الَّذِينَ يَقُولُونَ رَبَّنَا إِنَّنَا آمَنَّا فَاغْفِرْ لَنَا ذُنُوبَنَا وَقِنَاعَذَابَ النَّارِ:الصَّابِرِينَ وَالصَّادِقِينَ وَالْقَانِتِينَ وَالْمُنفِقِينَ وَالْمُسْتَغْفِرِينَ بِالأَسْحَارِ:شَهِدَاللّهُ أَنَّهُ لاَ إِلَـهَ إِلاَّ هُوَ وَالْمَلاَئِكَةُ وَأُوْلُواْ الْعِلْمِ قَآئِمَاً بِالْقِسْطِ لاَ إِلَـهَ إِلاَّ هُوَ الْعَزِيزُ الْحَكِيمُ:إِنَّ الدِّينَ عِندَاللّهِ الإِسْلاَمُ وَمَا اخْتَلَفَ الَّذِينَ أُوْتُواْ الْكِتَابَ إِلاَّ مِن بَعْدِ مَا جَاءهُمُ الْعِلْمُ بَغْياً بَيْنَهُمْ وَمَن يَكْفُرْ بِآيَاتِ اللّهِ فَإِنَّ اللّهِ سَرِيعُ الْحِسَابِ:

 

           MEALİ:

 

     “Ey Rabbimiz! Şüphesiz ki biz iman ettik; artık günahlarımızı bağışla ve bizi cehennem ateşinim azabından koru.”  Diyenler: Sabredenler, doğru olanlar. İtaat edip baş eğenler, boyun bükenler, (mallarını Allah yolunda) harcayanlar ve seher vaktinde istiğfar edenlerdir.”

 

İLGİLİ HADİSLER

 

     “Aziz ve Celil olan Allah her gece, gecenin ilk üçte biri geçince (rahmet ve mağfiretiyle) dünya semasına iner ve şöyle buyurur: “Gerçek hükümran benim, evet hükümran olan benim; bana dua eden yok mudur, duasını kabul edeyim; benden isteyen yok mudur, vereyim; bana istiğfarda bulunan (günahlarının bağışlanmasını dileyen) yok mudur. Bağışlayayım.” Böylece Allah (C.C) fecr doğuncaya buna devam eder.”

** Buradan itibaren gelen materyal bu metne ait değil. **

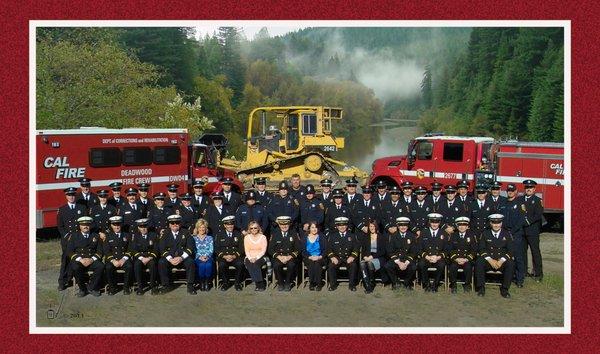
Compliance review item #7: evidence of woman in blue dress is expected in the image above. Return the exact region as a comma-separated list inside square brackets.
[299, 222, 327, 291]
[192, 219, 214, 291]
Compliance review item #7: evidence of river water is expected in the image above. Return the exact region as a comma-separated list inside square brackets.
[335, 127, 420, 173]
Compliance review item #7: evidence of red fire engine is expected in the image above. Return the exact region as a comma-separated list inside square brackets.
[36, 128, 243, 229]
[370, 134, 564, 218]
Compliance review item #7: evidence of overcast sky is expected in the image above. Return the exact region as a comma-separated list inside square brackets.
[195, 23, 307, 40]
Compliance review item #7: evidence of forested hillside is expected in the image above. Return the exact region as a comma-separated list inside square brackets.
[420, 28, 564, 141]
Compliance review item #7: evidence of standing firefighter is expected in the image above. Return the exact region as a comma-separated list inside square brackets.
[475, 214, 514, 298]
[56, 187, 86, 291]
[448, 216, 477, 294]
[521, 179, 544, 282]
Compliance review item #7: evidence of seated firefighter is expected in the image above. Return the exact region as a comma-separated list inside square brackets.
[158, 214, 196, 295]
[475, 214, 515, 298]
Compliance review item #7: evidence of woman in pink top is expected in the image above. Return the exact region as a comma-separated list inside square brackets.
[244, 221, 267, 291]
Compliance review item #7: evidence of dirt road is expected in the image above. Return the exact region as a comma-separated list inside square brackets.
[35, 233, 564, 327]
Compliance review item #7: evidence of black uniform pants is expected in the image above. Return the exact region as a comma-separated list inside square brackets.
[58, 234, 73, 285]
[384, 260, 417, 286]
[419, 258, 446, 287]
[218, 257, 244, 284]
[244, 257, 267, 284]
[104, 259, 133, 289]
[448, 261, 473, 287]
[327, 258, 358, 286]
[158, 257, 196, 287]
[133, 258, 156, 289]
[71, 260, 104, 291]
[475, 257, 515, 290]
[304, 257, 325, 286]
[523, 233, 544, 277]
[273, 257, 298, 284]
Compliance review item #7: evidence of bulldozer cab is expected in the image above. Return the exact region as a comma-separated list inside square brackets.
[247, 106, 344, 156]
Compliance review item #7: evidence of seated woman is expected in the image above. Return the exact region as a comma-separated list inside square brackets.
[244, 221, 268, 291]
[298, 222, 327, 291]
[192, 219, 214, 291]
[360, 220, 387, 294]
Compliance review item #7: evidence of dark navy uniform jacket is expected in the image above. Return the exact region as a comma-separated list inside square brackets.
[327, 230, 360, 262]
[299, 196, 325, 226]
[268, 195, 300, 224]
[323, 204, 353, 232]
[448, 230, 477, 261]
[215, 230, 244, 259]
[158, 229, 196, 259]
[90, 203, 117, 232]
[67, 231, 102, 261]
[404, 199, 433, 233]
[419, 228, 449, 258]
[129, 232, 159, 259]
[268, 229, 300, 258]
[235, 204, 269, 233]
[518, 195, 544, 235]
[478, 229, 514, 260]
[102, 231, 131, 262]
[386, 230, 419, 264]
[498, 198, 525, 239]
[56, 203, 88, 237]
[148, 205, 171, 233]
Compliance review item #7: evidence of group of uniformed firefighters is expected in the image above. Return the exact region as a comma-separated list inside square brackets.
[58, 175, 543, 297]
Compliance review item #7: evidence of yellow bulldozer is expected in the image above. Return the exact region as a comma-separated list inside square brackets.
[200, 106, 368, 188]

     “Allah gecenin ilk yarısı geçinceye kadar bekler, sonra bir çağırıcıya şöyle seslenmesini emreder: Dua eden yok mudur. Duası kabul olunsun; istiğfarda bulunan yok mudur, bağışlansın; istekli yok mudur, kendisine verilsin.”

 

GERÇEK İMANIN BELİRTİLERİ

 

     Kur’an-ı Kerim bu ayetlerde gerçek imanın ölçü ve anlamını ortaya koyarken buna sahip bulunan mutlu kişilerin beş sıfatından söz edilmektedir. Çünkü en doğru iman, itikat (inanç) söz ve amelden ibarettir. Yani kalbiyle inanan, diliyle doğrulayan ve bunu ameliyle tatbik eden kimse, gerçek mümindir.

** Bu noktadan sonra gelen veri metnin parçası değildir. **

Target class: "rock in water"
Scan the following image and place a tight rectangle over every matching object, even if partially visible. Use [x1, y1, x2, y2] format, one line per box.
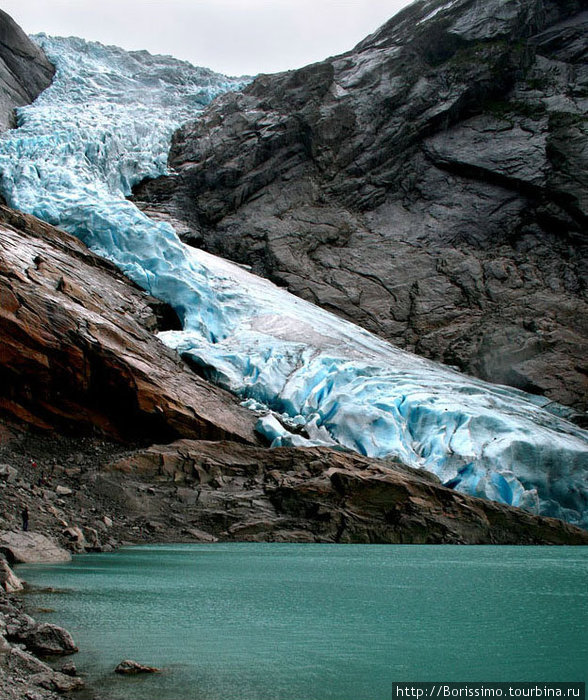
[114, 659, 161, 676]
[22, 622, 78, 656]
[0, 530, 71, 564]
[0, 556, 24, 593]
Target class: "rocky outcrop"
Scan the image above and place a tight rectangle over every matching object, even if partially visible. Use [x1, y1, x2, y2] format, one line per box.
[0, 530, 71, 564]
[135, 0, 588, 410]
[114, 659, 161, 676]
[18, 622, 78, 656]
[0, 10, 55, 131]
[110, 440, 588, 544]
[0, 207, 256, 442]
[0, 557, 24, 593]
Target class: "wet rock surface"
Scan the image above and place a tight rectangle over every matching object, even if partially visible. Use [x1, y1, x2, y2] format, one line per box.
[0, 10, 55, 131]
[135, 0, 588, 412]
[108, 440, 588, 544]
[0, 207, 256, 442]
[114, 659, 161, 676]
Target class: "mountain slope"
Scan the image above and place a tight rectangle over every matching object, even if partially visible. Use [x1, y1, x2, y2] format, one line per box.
[0, 206, 257, 444]
[135, 0, 588, 411]
[0, 10, 55, 131]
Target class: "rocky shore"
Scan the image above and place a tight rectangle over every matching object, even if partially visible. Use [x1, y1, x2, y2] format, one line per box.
[0, 412, 588, 700]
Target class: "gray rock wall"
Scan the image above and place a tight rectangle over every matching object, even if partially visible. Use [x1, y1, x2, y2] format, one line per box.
[136, 0, 588, 409]
[0, 10, 55, 131]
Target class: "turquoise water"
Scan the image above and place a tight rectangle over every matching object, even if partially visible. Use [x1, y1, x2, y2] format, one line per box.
[18, 544, 588, 700]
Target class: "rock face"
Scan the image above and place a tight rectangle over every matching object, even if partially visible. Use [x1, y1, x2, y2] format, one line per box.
[0, 207, 255, 442]
[19, 622, 78, 656]
[0, 531, 71, 564]
[135, 0, 588, 410]
[114, 659, 161, 676]
[0, 10, 55, 131]
[110, 440, 588, 544]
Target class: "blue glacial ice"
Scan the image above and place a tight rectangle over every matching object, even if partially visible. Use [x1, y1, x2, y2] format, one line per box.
[0, 36, 588, 527]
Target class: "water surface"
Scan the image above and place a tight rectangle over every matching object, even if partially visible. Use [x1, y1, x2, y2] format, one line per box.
[19, 544, 588, 700]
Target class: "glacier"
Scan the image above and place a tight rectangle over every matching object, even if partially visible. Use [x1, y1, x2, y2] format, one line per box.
[0, 35, 588, 527]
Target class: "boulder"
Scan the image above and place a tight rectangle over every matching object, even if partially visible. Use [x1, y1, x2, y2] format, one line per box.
[0, 530, 71, 564]
[0, 556, 24, 593]
[114, 659, 161, 676]
[21, 622, 78, 656]
[0, 464, 18, 484]
[55, 485, 73, 496]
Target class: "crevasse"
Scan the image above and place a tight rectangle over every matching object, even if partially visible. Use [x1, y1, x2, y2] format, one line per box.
[0, 36, 588, 526]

     Allah’tan korkup her türlü kötülükten sakınanlar böylesine sahih bir imana sahip olduklarını içten dışa vuran renkleriyle belgelerken: “Ey Rabbimiz! Şüphesiz ki biz iman ettik; artık günahlarımızı bağışla ve bizi Cehennem ateşinin azabından koru.” derler. Bununla onlar, gerçek imanın itikat, söz ve amel olduğunu dile getirirler.

     İşte bu ölçüde olan müminleri başkasından ayıran bir takım kendilerine has belirtileri vardır:

     1-) Allah’a kulluk görevini yerine getirmede bıkkınlı duymazlar ve yaptıkları ibadetten derin bir zevk alırlar. Böylece hem ibadetlerinde, hem kötülüklerden sakınmada, hem insanlıktan yana hizmette sabırlıdırlar.

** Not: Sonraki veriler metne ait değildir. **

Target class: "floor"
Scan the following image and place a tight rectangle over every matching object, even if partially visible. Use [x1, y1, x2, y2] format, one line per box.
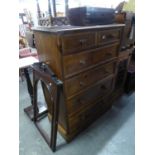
[19, 80, 135, 155]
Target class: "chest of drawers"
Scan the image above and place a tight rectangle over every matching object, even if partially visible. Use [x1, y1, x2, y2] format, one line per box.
[33, 24, 124, 141]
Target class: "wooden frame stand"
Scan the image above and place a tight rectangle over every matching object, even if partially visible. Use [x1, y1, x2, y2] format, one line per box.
[33, 63, 62, 152]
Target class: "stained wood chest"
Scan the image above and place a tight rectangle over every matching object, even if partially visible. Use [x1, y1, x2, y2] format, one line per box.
[33, 24, 124, 141]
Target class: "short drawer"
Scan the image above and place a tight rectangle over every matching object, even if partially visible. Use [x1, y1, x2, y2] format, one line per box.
[64, 61, 116, 97]
[63, 43, 118, 77]
[97, 29, 121, 45]
[61, 32, 95, 54]
[67, 77, 113, 115]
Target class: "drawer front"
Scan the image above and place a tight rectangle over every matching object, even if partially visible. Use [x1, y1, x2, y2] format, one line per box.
[97, 29, 121, 45]
[63, 43, 118, 78]
[67, 77, 113, 115]
[64, 62, 115, 97]
[68, 100, 110, 133]
[61, 32, 95, 54]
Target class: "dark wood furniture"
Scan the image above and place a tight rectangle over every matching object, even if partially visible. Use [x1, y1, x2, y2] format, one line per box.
[33, 63, 62, 152]
[33, 24, 124, 141]
[19, 56, 47, 120]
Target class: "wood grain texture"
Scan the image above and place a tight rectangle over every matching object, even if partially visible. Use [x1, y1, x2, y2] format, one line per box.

     2-) Hem dünyada, hem ahirette şerefli, itibarlı, sevilen ve sayılan bir insan olabilmek için sabırla birlikte hiçbir zaman doğruluktan ve doğru söylemekten ayrılmazlar.

     3-) İbadete gönül yatışkanlığı içinde devam etmeye çalışırlar, Allah’a kullukta alçak gönüllü olmanın mahiyetini boyun büküklüğü içinde ortaya koyarlar.

     4-) Allah yolunda mallarını harcamaktan zevk duyar, harcamadıkları üzülürler.

     5-) İyilikle kötülük arasında mekik dokuduklarını düşünerek iç temizliğine erişmek ve kirlenen ruhu arındırmak ve her iki hayatta da yaşama sevgisine ermek için seher vakitlerinde istiğfarda bulunurlar.

 

TAKVANIN ÖLÇÜ VE ANLAMI

 

     Kur’an-ı Kerim takvaya geniş yer vermiş ve bu sıfata bürünenleri sık sık övmüştür. Takva hem anlamı hem alanı geniş bir deyimdir. Allah dostlarından söz edilirken onların iki önemli sıfatından birinin Allah’a dosdoğru iman, diğerinin takva olduğu belirtilmiştir.

     O halde takva, iman cevherine sahip olduktan sonra olgun insanın yolu, Allah dostu olmanın kapısı, Hz Muhammed (SAV)’e gerçek ümmet sayılmanın ölçüsü, ibadetin meyvesi, insanlığa huzur sağlamanın en temiz havasıdır.

     Konumuzu oluşturan ayet-i kerimede bunun sonucu belirtilerek takva sahibi müminlerin içlerinden dışlarına yansıyan ve çevrelerini aydınlatan beş sıfatı açıklanmıştır:

     1-) Sabırlıdırlar.

     2-) Doğrudurlar.

     3-) Allah’a gönülden bağlı ve O’na boyunlarını bükerek itaat üzeredirler.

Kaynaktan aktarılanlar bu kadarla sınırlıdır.